Printing Hell

Dar Scott dsc at swcp.com
Wed Jan 26 16:25:54 EST 2005


On Jan 25, 2005, at 3:01 PM, SimPLsol at aol.com wrote:

> Kevin wrote:
> "It is perfectly possible to print anything you may want to, including
> complex reports."
>
> Where do we find the recipe for multi-page reports based on a source 
> stack
> with scrolling fields? Headers? Footers?

Jacque mentioned revPrintText as example.

However, report printing can be richer than that.

I have wandered over to the following style.  I use a stack library to 
print out a particular kind of report (such as a form letter, automated 
newsletter, ledger sheet, exam, badge, etc.).  On the cards of that 
library, I put smart report components with notes on how to maintain 
them.  The exact representation and sometimes position of the component 
is controlled by custom properties.  An example might be a footer.  The 
stack library uses a substack for report layout with page-size cards.  
The substack asks the library for components, creates instances and 
specializes them.  Often only a single page (card) is used in the 
layout stack, sometimes repeatedly for the same report.  The substack 
or pages have custom properties that control the layout.  Some are 
design-time and are normally only changed in the IDE.  The rest are 
layered by abstractness.  The layout is driven by the more abstract 
stack properties and a few page properties.  I make heavy use of 
setprop.  To keep from repeatedly redoing the layout each time I change 
a property with the stack library, I use a recursive lock property.  If 
I change a property with the IDE (with no locking), part or all of the 
layout is redone immediately--this helps me in layout changes.  This 
all creates a dataflow or descriptive layout.  I can change the number 
of columns for something or change some margins and poof! I can see the 
change.  There is little difference in design-time properties (eg page 
margins) and run-time properties (eg title).  I often use printer-res 
images and resize them a little as needed.  I usually have a mode 
switch that makes the layout invisible in normal usage, but visible in 
development and testing.  (I make heavy use of setprop and got myself 
into trouble when I didn't check the target, so take care with those.)  
When the library is no longer needed or is saved, it cleans up the 
layout pages to keep the library stack from containing old reports.

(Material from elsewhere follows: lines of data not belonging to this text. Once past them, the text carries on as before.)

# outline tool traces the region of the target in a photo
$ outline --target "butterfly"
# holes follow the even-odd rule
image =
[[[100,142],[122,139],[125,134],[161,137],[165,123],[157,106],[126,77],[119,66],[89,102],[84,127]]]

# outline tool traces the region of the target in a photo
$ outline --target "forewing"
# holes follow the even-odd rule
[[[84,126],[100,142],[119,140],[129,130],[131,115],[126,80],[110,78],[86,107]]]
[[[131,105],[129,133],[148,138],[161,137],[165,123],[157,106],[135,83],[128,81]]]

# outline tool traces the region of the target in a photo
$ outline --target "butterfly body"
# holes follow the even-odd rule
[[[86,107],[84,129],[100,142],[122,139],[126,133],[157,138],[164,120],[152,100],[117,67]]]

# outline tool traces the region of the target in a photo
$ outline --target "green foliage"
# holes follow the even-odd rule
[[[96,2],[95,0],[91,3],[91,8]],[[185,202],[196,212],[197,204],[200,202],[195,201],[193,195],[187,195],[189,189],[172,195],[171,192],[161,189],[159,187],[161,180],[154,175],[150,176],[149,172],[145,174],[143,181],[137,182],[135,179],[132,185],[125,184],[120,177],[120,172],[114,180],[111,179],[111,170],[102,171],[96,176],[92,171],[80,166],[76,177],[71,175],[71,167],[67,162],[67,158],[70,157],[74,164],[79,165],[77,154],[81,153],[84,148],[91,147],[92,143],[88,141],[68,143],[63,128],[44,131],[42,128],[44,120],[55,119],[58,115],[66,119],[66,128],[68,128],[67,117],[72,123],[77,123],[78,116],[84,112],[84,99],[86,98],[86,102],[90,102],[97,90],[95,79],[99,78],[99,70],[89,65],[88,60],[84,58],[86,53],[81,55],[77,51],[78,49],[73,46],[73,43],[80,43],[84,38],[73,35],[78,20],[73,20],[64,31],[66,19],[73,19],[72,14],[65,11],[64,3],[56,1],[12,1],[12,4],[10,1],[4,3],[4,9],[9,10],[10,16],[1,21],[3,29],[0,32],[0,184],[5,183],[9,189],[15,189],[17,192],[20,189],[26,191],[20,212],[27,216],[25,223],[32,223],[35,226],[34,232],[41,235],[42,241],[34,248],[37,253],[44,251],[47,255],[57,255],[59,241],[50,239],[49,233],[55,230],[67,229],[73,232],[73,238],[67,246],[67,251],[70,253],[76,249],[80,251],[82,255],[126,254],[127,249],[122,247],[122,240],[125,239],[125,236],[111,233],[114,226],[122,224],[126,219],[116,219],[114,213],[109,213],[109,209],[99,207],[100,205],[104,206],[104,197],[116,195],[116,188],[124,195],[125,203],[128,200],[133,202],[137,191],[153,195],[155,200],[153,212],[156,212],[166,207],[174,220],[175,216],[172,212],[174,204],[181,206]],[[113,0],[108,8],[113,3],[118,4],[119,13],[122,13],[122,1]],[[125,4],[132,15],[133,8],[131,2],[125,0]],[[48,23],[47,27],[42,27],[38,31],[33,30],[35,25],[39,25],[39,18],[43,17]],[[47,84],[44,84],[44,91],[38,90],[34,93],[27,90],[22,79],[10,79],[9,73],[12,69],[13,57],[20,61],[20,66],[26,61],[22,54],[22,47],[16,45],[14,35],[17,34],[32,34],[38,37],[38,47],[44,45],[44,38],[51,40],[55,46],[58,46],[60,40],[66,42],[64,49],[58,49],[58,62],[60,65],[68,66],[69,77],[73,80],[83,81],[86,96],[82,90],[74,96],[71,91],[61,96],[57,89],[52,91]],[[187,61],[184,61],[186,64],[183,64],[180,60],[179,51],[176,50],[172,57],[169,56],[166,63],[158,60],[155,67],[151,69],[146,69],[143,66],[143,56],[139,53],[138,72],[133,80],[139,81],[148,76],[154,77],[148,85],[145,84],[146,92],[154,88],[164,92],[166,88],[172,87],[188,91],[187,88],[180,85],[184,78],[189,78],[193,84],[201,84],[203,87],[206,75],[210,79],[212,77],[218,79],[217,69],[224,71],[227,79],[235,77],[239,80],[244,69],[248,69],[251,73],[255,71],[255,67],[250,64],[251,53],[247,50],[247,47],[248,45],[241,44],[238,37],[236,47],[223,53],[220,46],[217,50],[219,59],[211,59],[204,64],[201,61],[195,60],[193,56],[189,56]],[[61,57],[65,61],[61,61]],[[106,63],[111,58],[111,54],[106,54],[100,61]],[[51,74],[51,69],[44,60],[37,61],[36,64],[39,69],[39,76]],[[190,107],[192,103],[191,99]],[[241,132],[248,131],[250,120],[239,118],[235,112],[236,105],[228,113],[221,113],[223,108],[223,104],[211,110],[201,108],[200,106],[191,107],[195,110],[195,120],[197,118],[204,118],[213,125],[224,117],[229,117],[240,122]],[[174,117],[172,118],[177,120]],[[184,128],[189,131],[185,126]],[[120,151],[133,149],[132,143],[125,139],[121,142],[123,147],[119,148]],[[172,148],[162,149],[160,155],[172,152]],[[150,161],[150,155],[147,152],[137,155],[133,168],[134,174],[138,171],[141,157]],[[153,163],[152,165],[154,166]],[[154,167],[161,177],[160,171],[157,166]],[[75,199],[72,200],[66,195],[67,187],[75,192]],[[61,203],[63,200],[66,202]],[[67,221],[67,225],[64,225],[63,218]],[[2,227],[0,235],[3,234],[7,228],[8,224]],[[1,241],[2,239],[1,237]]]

Almost all of the report generation in this style is the bubbling of 
info through setprops.

Now all this is a lot more work than canned report generation and for 
many uses an overkill, but it supports (in my experience) Kevin 
Miller's statement.

Of course, this does not address concerns of printer setup & their 
preferences as well as Unicode issues.

I realize that is not quite a recipe, Paul.